The case originated from a 2008 lawsuit against the University of Texas-Austin by Abigail Noel Fisher, a then-high school senior from Sugar Land, Texas after her college application was rejected. Fisher claimed the university’s use of race in its general admission process disadvantaged her as a white student, citing that the statute favored what she perceived to be less qualified students of color for admission.
UT-Austin defended its admission practices, stating that Fisher did not qualify for the automatic admission of the state’s high school students in the top ten percent of their classes, leading her to the general admission pool which evaluates UT hopefuls on a case-by-case basis.
The university also stated that its policy considered race as one of many factors, such as test scores, extracurricular activities, and leadership experience, all in the interest of creating a diverse student body.
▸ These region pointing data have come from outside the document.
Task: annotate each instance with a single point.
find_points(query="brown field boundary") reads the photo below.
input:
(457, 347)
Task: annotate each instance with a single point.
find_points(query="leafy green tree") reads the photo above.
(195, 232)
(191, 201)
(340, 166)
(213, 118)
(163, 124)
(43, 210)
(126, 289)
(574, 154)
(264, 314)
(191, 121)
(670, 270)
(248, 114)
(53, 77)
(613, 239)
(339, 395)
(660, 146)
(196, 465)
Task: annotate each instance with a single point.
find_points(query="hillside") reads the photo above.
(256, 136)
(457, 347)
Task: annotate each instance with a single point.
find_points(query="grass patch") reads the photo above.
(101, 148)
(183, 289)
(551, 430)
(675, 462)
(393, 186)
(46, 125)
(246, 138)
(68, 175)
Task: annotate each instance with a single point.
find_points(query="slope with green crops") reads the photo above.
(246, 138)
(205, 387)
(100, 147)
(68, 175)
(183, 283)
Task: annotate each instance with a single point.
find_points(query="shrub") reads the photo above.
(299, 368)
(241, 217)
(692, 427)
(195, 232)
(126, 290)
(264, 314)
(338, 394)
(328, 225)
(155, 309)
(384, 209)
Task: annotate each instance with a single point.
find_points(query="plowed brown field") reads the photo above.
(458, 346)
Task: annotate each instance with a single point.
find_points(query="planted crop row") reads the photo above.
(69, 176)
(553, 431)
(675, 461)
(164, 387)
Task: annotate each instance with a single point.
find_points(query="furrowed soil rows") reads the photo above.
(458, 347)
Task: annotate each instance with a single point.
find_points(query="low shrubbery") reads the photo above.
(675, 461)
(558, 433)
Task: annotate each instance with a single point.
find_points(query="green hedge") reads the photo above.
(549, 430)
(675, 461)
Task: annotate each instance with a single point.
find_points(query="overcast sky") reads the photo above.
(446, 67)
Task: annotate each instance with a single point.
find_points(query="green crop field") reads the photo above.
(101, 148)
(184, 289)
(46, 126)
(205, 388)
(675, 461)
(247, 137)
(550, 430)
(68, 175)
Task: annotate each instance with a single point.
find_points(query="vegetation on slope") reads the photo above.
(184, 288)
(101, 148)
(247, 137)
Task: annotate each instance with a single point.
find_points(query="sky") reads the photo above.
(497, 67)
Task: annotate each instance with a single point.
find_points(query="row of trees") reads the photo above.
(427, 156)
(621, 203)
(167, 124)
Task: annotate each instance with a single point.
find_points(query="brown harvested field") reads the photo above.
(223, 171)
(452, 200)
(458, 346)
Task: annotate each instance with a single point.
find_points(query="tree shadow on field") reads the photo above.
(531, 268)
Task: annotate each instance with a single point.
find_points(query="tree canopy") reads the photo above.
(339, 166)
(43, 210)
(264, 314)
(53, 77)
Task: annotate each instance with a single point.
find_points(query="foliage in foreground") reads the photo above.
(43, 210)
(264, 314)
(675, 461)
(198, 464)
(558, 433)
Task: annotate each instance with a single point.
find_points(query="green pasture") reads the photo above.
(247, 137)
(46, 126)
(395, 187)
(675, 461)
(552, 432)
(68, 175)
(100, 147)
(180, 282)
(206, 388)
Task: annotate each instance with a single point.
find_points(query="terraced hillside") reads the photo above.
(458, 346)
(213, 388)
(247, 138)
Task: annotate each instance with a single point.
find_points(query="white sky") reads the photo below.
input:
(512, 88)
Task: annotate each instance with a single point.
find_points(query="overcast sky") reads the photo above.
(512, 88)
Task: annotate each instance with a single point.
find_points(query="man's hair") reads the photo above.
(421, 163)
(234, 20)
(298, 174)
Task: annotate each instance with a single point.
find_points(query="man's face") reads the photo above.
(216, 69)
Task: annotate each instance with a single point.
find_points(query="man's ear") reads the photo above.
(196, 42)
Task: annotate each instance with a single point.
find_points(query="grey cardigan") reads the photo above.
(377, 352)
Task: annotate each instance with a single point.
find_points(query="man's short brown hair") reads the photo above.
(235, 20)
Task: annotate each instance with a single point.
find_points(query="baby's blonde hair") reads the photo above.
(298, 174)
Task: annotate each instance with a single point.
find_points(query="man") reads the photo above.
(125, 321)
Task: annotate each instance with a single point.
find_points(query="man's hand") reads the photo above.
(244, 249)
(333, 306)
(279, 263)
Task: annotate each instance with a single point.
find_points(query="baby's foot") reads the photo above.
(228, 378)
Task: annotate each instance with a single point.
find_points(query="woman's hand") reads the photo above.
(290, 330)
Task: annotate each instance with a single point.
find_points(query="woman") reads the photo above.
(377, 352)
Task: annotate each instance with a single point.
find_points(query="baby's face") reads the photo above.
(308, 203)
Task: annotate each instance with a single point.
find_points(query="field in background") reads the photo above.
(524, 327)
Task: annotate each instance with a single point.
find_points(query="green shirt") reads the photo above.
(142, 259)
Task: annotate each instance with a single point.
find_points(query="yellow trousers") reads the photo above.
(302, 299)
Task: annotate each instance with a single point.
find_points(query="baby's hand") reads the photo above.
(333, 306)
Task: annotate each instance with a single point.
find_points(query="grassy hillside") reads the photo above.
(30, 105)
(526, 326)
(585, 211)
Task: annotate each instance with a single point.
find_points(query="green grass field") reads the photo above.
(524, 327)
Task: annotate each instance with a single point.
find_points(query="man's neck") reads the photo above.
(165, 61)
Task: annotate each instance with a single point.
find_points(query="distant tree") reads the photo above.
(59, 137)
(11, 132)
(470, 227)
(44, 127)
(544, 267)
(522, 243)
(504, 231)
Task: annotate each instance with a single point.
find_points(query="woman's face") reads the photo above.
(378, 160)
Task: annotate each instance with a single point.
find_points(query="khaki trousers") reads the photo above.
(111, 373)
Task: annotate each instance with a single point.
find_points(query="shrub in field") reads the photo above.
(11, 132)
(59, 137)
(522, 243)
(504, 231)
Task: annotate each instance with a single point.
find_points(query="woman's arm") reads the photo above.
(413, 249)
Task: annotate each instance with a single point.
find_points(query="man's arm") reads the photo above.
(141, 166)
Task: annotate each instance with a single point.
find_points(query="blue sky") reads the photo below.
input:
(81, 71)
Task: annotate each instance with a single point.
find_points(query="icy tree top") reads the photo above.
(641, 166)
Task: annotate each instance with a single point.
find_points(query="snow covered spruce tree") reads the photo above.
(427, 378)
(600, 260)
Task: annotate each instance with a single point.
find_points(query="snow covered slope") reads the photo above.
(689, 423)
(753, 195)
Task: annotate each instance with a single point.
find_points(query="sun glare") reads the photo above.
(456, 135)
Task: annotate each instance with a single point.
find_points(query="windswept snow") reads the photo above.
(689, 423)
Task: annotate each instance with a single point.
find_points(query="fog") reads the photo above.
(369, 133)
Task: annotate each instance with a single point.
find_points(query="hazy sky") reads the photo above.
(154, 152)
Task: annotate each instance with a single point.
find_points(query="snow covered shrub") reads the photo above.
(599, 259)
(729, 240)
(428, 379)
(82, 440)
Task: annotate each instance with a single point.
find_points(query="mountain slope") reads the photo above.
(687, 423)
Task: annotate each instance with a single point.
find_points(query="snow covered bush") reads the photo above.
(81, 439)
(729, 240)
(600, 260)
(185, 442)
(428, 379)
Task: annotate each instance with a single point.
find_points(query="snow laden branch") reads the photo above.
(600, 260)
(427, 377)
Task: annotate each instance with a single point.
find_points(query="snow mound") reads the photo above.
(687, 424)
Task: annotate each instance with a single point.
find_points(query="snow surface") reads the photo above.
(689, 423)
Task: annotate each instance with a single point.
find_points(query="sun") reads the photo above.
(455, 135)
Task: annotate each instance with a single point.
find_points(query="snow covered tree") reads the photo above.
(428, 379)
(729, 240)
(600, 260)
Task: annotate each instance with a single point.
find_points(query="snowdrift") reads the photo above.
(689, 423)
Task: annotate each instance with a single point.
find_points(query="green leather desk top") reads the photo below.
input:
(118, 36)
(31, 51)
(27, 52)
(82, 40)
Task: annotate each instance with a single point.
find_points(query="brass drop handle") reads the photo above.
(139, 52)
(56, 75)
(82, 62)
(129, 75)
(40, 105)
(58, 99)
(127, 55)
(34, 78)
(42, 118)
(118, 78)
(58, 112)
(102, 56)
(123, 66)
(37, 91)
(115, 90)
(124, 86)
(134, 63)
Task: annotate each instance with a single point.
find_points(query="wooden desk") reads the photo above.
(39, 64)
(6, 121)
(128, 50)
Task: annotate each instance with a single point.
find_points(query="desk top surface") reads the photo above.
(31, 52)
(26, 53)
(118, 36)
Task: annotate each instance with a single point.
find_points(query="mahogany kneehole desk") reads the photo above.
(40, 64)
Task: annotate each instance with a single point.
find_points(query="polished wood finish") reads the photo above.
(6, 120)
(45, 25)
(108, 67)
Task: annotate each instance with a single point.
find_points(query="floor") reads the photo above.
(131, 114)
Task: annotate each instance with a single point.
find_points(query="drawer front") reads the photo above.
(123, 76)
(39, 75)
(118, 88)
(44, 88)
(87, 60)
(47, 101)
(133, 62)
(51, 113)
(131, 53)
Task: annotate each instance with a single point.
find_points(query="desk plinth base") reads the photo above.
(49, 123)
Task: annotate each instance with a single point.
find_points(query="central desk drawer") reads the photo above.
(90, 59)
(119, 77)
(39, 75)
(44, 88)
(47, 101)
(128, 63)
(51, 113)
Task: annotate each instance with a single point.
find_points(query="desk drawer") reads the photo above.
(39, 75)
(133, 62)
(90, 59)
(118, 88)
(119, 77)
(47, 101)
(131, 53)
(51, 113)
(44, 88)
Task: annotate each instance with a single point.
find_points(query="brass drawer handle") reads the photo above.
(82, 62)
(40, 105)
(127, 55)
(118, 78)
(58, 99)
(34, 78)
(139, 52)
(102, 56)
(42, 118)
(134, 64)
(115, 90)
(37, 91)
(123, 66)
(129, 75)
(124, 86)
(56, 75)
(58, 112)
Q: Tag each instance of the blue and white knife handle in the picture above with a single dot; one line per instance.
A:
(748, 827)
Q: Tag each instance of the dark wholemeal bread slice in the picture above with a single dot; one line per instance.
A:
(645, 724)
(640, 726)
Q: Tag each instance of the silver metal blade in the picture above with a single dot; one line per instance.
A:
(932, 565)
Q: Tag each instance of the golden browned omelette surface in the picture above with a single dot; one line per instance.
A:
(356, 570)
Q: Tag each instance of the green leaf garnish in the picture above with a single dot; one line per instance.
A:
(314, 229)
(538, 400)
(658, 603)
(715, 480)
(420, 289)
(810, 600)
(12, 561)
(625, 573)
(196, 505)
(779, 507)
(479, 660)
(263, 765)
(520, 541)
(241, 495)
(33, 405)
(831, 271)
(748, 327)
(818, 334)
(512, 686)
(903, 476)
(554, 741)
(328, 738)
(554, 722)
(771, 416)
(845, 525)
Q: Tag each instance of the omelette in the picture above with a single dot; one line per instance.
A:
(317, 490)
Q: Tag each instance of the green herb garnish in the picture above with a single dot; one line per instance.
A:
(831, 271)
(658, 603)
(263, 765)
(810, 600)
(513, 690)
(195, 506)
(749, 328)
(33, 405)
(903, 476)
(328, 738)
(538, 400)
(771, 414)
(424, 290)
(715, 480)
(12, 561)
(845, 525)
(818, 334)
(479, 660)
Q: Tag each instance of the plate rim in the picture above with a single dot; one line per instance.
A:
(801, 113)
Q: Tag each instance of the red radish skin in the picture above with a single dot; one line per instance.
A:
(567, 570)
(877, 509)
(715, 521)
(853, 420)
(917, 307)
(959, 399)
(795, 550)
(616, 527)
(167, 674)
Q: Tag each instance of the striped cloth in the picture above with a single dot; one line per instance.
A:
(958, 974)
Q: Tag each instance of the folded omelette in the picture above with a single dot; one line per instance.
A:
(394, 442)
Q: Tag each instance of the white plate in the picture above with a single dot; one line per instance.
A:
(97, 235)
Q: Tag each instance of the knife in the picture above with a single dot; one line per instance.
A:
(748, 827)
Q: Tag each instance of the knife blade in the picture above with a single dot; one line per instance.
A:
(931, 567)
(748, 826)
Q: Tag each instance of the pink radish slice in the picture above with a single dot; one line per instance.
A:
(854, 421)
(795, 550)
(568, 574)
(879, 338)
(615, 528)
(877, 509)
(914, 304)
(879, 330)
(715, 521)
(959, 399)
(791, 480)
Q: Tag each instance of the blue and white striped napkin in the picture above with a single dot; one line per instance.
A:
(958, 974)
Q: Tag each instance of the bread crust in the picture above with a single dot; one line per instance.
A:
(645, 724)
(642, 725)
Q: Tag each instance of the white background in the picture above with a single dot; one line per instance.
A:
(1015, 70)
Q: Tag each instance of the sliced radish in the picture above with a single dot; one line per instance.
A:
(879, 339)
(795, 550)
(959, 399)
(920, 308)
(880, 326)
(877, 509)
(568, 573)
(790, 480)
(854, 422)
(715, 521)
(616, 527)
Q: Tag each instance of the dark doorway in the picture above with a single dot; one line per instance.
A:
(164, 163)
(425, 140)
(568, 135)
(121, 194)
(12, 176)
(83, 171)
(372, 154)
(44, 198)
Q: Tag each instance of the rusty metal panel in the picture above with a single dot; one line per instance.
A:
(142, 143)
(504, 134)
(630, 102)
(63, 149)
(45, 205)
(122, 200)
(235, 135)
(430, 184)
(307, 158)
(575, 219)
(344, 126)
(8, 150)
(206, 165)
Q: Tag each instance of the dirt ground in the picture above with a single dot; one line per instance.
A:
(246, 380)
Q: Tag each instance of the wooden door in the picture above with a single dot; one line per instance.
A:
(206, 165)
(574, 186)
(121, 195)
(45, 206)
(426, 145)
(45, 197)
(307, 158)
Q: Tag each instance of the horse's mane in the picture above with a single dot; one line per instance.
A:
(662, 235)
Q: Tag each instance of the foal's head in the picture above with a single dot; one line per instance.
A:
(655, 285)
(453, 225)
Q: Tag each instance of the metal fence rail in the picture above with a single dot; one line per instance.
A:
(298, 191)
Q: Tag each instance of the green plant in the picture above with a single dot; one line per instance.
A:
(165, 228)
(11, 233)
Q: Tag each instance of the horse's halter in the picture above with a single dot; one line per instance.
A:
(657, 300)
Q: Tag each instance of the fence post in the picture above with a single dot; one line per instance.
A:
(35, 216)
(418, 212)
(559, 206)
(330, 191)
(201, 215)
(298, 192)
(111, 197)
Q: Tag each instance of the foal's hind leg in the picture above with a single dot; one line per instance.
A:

Affirmative action is no stranger to the Supreme Court. In 2003, the Supreme Court upheld the University of Michigan Law School’s use of race in its admissions process in Grutter v. Bollinger. The court stated the practice ensures underrepresented students of color — who otherwise would not be equally represented in the incoming class due to historical discrimination — are present in meaningful numbers in the student body.
Ten years later, however, the pressure was placed on the lower courts to evaluate if race was truly necessary to create a holistic student body. In the court’s ruling, Justice Anthony Kennedy stated:
“Strict scrutiny [of the policy] imposes on the university the ultimate burden of demonstrating, before turning to racial classification, that available, workable race-neutral alternatives do not suffice.”
Justice Ruth Bader Ginsburg was the lone dissenter. She argues:
“I would not return this case for a second look. As the thorough opinions below show, the University’s admissions policy flexibly considers race only as a “factor of a factor of a factor of a factor” in the calculus…”
With 78 percent of Americans opposing the use of race in college admission standards, according to an ABC News/Washington Post poll, the thought of a potentially biased evaluation process poses a threat to the millions of higher education hopefuls competing for narrowing spots at premier universities in America.
White students are, at least, twice as likely to enroll in college than their Black and Latino counterparts. Proponents of affirmative action say the practice ensures that systematic and historic disadvantages that cause students of color to enroll in lower numbers do not serve as a barrier to their higher education goals.